Ok I agree. I wanted to go back to the drawing board and start with a model which I want to intentionally over fit (given, I have only 100 images, 50 per class that should not be a too difficult task, or at least that is what I thought). To prove that it can learn something. So I will detail what is happening here.
Case -1
Model -
class Reshape(torch.nn.Module):
def forward(self, x):
return x.reshape(-1, 64 * 7 * 7)
model_conv = nn.Sequential(nn.Conv2d(3, 8, kernel_size=3, padding=1), nn.ReLU(),
nn.AvgPool2d(kernel_size=2, stride=2),
nn.Conv2d(8, 16, kernel_size=3, padding=1), nn.ReLU(),
nn.AvgPool2d(kernel_size=2, stride=2),
nn.Conv2d(16, 32, kernel_size=3, padding=1), nn.ReLU(),
nn.AvgPool2d(kernel_size=2, stride=2),
nn.Conv2d(32, 64, kernel_size=3, padding=1), nn.ReLU(),
nn.AvgPool2d(kernel_size=2, stride=2),
Reshape(),
nn.Linear(3136, 256), nn.ReLU(),
nn.Linear(256, 128), nn.ReLU(),
nn.Linear(128, 84), nn.ReLU(),
nn.Linear(84, 2)
)
Transforms-
data_transforms = {
'train': transforms.Compose([
transforms.Resize((120, 120)),
transforms.ToTensor(),
transforms.Normalize([0.5, 0.5, 0.5], [0.5, 0.5, 0.5])
]),
'test': transforms.Compose([
transforms.Resize((120, 120)),
transforms.ToTensor(),
transforms.Normalize([0.5, 0.5, 0.5], [0.5, 0.5, 0.5])
]),
}
As you may see, I had not put any Dropout or any standard regularization technique so that I give it all chances to over-fit.
This is the loss curve looks like -
So the loss hits a plateau very soon and never decreases. (The loss is pretty bigger too)
Also, this is the lr - optimizer_conv = optim.SGD(model_conv.parameters(), lr=0.01, momentum=0.9)
And a scheduler for lr - exp_lr_scheduler = lr_scheduler.StepLR(optimizer_conv, step_size=7, gamma=0.1)
Case 2
Same model, just changing the lr
optimizer_conv = optim.SGD(model_conv.parameters(), lr=0.001, momentum=0.9)
Which keeps it very similar (from the numbers printed it does seem like the val loss and acc both are worse than last time though) -
** Case 3**
Here I go for a simpler model
Model -
class Reshape(torch.nn.Module):
def forward(self, x):
return x.reshape(-1, 16 * 30 * 30)
model_conv = nn.Sequential(nn.Conv2d(3, 8, kernel_size=3, padding=1), nn.ReLU(),
nn.AvgPool2d(kernel_size=2, stride=2),
nn.Conv2d(8, 16, kernel_size=3, padding=1), nn.ReLU(),
nn.AvgPool2d(kernel_size=2, stride=2),
Reshape(),
nn.Linear(14400, 256), nn.ReLU(),
nn.Linear(256, 84), nn.ReLU(),
nn.Linear(84, 2)
)
The LR is - optimizer_conv = optim.SGD(model_conv.parameters(), lr=0.001, momentum=0.9)
Here I experience something strange.

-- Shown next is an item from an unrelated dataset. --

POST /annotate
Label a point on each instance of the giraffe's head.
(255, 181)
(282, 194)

For some runs of the whole code a graph like this will be produced -
Where the loss decrease is not really seen.
But for some others. The following kind of graph will be produced.
Which shows that the loss is decreasing well. And also the validation acc reaches 100% (larger than the test one!)
What is wrong here you think? Why the network before was not able to over-fit the data?
Also, an interesting insight is that, on the exact same data-set a HOG-SVM classical model reaches about 95% acc with a bit of effort.
So makes me think that whether I need more data. However, I would have expected using a CNN as a fixed feature extraction should have given me a great result.
Another update is with the new transform (120, 120) the restnet fine tuning is actually going much better
I guess with a 32 x 32 (the resize transform I had before) was too small to distinguish between two images which is really close to each other from look and feel. This is the loss curve when I train the final layer of resnet18 in this new setting -
Another update, some experiments with lr (0.01) and my first model shows that sometimes The loss does decrease. Sometimes not. That can even happen in two consecutive runs. This does not make sense to me. Why the behavior is not consistent if everything else stays the same? What am I missing here?